# Carmspack pup-- 1 year birthday pic-- Take 2!



## Emoore (Oct 9, 2002)

Sent to me by Carmen, sent to Carmen by her owner , female dog born Nov 3 2010 -- Griswold Xazziam sire , Airdrie Hill vom Schmetterling dam. 








What can I say, she's beautiful.








Rather ironic, isn't it?











had me laughing ! 









and from yesterday 

that's Carmspack Kaeya 


Emoore's note: sorry I had to guess at which pics went with which captions. Hopefully I got it right! Also I tried to rotate them but they kept un-rotating themselves. Sorry.


----------



## Kayos and Havoc (Oct 17, 2002)

Gorgeous!!!


----------



## marshies (May 18, 2011)

Thank you for sharing! 
She is such a beautiful dog, and has the most gentle expression.


----------



## DanielleOttoMom (May 11, 2010)

She is beautiful!!! I just love her eyes! They are those I will do any thing you ask eyes! :wub:


----------



## holland (Jan 11, 2009)

Really pretty girl!


----------



## Stevenzachsmom (Mar 3, 2008)

Thanks Emoore. YAY! Pictures!! Carmen, she is gorgeous. You must be so proud.


----------



## Nickyb (Jul 11, 2011)

gorgeoussssss... thanks for sharing


----------



## elisabeth_00117 (May 17, 2009)

Stunning!

Love the confidence she shows! :wub:


----------



## Wolfiesmom (Apr 10, 2010)

Just beautiful!


----------



## carmspack (Feb 2, 2011)

thanks all.
this is a dog that has something in her mouth all the time.
the owner plays hockey and to keep in shape he bikes, in the letter that he sent me he says the dog is so fast it is hard for him to keep up with her. her conformation is ground eating ! long easy effortless strides.
she is a warm and affectionate dog , loyal , never a problem in public . she is intense and focused yet totally relaxed , not hyper active. she started life off going to work with the lady , now that contract is finished so she is at home. she met lots of people - never a nuissance , a bit of a star in the office .
her brother is with a police officer and is narcotics, her sister is the "kira" of the bed bug blogs 

the first picture was showing her in her shedding phase , the last picture shows her with her hair and dark colour back .

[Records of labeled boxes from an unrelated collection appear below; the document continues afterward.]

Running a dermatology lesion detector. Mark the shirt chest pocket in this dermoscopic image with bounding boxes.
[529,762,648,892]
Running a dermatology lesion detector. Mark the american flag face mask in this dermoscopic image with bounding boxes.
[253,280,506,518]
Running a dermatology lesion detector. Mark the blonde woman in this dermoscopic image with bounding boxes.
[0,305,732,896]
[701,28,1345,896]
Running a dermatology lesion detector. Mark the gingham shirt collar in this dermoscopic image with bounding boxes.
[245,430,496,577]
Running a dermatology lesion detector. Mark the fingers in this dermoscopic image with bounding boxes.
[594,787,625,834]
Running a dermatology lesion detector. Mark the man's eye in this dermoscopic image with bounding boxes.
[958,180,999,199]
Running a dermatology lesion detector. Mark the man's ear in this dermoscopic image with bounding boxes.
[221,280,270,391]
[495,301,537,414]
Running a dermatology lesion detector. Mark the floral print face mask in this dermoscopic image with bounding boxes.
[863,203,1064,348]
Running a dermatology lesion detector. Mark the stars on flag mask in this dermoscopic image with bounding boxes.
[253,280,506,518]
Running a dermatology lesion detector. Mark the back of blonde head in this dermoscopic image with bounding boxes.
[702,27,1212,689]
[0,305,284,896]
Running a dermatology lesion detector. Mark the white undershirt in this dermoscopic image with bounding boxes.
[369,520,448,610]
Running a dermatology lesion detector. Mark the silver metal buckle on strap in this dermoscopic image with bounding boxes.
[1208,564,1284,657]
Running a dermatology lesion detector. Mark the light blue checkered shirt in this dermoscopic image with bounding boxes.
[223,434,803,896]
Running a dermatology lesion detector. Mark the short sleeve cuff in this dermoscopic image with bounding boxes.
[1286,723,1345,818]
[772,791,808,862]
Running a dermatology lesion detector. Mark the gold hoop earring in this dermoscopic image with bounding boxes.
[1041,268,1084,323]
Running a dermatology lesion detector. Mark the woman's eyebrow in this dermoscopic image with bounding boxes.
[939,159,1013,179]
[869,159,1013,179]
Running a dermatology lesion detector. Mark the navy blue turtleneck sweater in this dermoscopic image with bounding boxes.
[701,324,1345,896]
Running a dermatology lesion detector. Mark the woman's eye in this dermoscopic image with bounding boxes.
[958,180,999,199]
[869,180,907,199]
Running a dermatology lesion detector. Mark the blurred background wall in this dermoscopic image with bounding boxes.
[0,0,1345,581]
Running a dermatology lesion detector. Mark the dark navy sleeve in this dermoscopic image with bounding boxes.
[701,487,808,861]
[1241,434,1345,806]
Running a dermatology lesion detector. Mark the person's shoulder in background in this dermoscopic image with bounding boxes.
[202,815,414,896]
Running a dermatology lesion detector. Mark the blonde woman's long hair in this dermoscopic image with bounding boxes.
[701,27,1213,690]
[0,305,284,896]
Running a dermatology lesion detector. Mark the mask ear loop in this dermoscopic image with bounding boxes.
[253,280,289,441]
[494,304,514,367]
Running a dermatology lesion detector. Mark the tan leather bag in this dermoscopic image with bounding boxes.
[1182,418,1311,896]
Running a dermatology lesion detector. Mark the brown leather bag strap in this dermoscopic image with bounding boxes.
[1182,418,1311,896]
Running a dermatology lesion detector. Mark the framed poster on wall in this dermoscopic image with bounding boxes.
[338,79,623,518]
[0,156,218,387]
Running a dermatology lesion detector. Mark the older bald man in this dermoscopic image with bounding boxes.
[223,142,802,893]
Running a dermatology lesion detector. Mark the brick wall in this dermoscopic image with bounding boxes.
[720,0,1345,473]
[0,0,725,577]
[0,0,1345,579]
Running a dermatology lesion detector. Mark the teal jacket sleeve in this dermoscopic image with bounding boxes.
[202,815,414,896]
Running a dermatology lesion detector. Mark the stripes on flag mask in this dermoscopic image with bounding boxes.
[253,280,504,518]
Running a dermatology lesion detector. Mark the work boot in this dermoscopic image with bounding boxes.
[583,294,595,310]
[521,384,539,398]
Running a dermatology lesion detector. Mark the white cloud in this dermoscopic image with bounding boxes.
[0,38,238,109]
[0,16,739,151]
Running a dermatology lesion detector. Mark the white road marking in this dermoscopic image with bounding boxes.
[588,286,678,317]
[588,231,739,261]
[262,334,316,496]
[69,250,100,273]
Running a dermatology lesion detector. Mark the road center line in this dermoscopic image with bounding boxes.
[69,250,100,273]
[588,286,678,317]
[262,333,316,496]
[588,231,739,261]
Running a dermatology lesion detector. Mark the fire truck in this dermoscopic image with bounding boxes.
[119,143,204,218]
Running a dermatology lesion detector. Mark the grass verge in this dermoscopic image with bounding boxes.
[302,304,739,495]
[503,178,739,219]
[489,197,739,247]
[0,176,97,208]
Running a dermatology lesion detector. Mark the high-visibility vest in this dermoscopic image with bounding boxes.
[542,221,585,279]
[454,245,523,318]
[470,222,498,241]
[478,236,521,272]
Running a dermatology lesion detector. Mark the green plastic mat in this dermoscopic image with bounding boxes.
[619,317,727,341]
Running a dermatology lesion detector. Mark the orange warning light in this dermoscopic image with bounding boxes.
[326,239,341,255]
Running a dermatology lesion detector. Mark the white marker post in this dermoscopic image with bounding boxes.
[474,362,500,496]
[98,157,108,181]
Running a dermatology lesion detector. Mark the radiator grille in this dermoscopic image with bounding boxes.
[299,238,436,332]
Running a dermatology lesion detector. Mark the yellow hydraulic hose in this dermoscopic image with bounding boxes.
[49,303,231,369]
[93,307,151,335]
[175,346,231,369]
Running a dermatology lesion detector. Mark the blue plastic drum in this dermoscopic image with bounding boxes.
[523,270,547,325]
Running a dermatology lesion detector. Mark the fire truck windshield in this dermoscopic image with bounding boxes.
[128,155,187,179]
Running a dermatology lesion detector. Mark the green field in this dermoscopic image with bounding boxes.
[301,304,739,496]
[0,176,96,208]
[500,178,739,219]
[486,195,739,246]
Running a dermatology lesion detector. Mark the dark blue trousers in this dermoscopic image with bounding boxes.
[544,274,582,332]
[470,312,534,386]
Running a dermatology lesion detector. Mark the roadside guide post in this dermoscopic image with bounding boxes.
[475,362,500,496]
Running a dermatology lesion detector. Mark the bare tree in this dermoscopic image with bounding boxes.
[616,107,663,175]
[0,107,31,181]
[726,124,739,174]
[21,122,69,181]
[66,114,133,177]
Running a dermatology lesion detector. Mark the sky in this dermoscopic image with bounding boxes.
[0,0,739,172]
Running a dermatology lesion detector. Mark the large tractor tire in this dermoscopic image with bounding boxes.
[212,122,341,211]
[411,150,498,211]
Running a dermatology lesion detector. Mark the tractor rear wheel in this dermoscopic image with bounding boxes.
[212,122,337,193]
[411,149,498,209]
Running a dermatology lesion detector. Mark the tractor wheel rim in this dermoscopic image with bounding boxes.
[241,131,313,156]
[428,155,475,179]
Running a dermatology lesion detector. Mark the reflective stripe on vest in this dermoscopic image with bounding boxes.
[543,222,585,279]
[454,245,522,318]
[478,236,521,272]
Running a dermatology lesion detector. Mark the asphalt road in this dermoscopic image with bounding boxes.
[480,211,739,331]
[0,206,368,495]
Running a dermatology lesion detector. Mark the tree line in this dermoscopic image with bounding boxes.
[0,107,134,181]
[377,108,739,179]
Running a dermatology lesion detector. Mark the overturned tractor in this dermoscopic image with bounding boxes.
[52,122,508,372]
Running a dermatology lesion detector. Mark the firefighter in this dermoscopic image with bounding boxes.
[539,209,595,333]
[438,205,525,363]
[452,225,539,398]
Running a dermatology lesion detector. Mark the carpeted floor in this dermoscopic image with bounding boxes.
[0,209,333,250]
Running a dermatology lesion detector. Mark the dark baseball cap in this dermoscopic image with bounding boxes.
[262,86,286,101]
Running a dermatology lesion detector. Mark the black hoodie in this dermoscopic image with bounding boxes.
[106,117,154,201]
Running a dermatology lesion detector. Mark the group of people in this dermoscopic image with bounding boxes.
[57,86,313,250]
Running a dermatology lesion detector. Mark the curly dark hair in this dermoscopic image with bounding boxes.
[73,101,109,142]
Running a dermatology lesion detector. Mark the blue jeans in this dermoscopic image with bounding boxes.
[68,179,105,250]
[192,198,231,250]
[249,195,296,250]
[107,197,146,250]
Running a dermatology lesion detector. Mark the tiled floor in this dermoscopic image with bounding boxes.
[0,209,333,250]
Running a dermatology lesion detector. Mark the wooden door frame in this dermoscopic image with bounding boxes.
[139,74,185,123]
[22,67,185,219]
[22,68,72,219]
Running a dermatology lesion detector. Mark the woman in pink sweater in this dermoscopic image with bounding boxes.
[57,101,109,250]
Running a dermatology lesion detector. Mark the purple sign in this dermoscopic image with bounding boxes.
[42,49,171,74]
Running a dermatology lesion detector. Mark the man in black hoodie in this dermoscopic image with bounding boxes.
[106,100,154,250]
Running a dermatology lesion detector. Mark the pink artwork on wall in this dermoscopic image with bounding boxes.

I would include her face shots as the epitome of feminine gsd expression . don't let it fool you , the dog is not a push over -- 

thanks Emoore !

Carmen
Carmspack Working German Shepherd Dogs


----------



## Bridget (Apr 5, 2004)

Gorgeous dog! Those sables are really starting to grow on me!


----------



## fuzzybunny (Apr 29, 2011)

Wow, she's a beauty :wub:. She sounds fabulous Carmen!


----------



## CarrieJ (Feb 22, 2011)

Thank you.
What a beautiful dog!


----------



## Wolfgeist (Dec 4, 2010)

What a lovely girl! Thanks for sharing, Carmen.


----------



## Emoore (Oct 9, 2002)

Carmen also asked me to post this pic of the same dog as a baby. So cute!


----------



## carmspack (Feb 2, 2011)

awe thanks Emoore . This is the same pup shown at 5 weeks old. Compare her to her one year shot !! same .

Carmen
Carmspack Working German Shepherd Dogs where the rest of her littermates on my totally not updated web site !


----------



## HEINOLFGSD (May 9, 2011)

She's absolutely stunning! :wub:
LOVE the pictures.


----------



## mebully21 (Nov 18, 2011)

she is stunning!!!


----------



## Caledon (Nov 10, 2008)

Stunning pictures!


----------



## PaddyD (Jul 22, 2010)

Bridget said:


> Gorgeous dog! Those sables are really starting to grow on me!


Ditto
Must confess. Took me a long time to convert to a sable fan.
Love the light around the eyes in a dark mask.


----------



## carmspack (Feb 2, 2011)

here is her sister , you've seen her lots , Birch-Bark Hill
I am trying to get a picture of "Rudy" , one of the males from this litter that is already a working narc dog.
Carmen
Carmspack Working German Shepherd Dogs


----------



## marshies (May 18, 2011)

Beautiful dog! Great blog too! I've been looking for more training/GSD blogs to follow in preparation for Amaretto. I'm now following her, as well as King of the Kastle.


----------



## Wolfgeist (Dec 4, 2010)

Sorry to revive an old thread, but I have a photo of Carmspack Rudy who is a working narcotics dog in Canada (Carmen mentioned him above).. my best friend owns him now but he is still actively working as she works for the GSD operation that owns him. 










My friend says he is extremely structurally sound, moves effortlessly... she says he is one of the nicest GSDs she has ever met. She has three very young boys and he is very sound and stable.


----------



## RZZNSTR (Jan 24, 2015)

Cool!


----------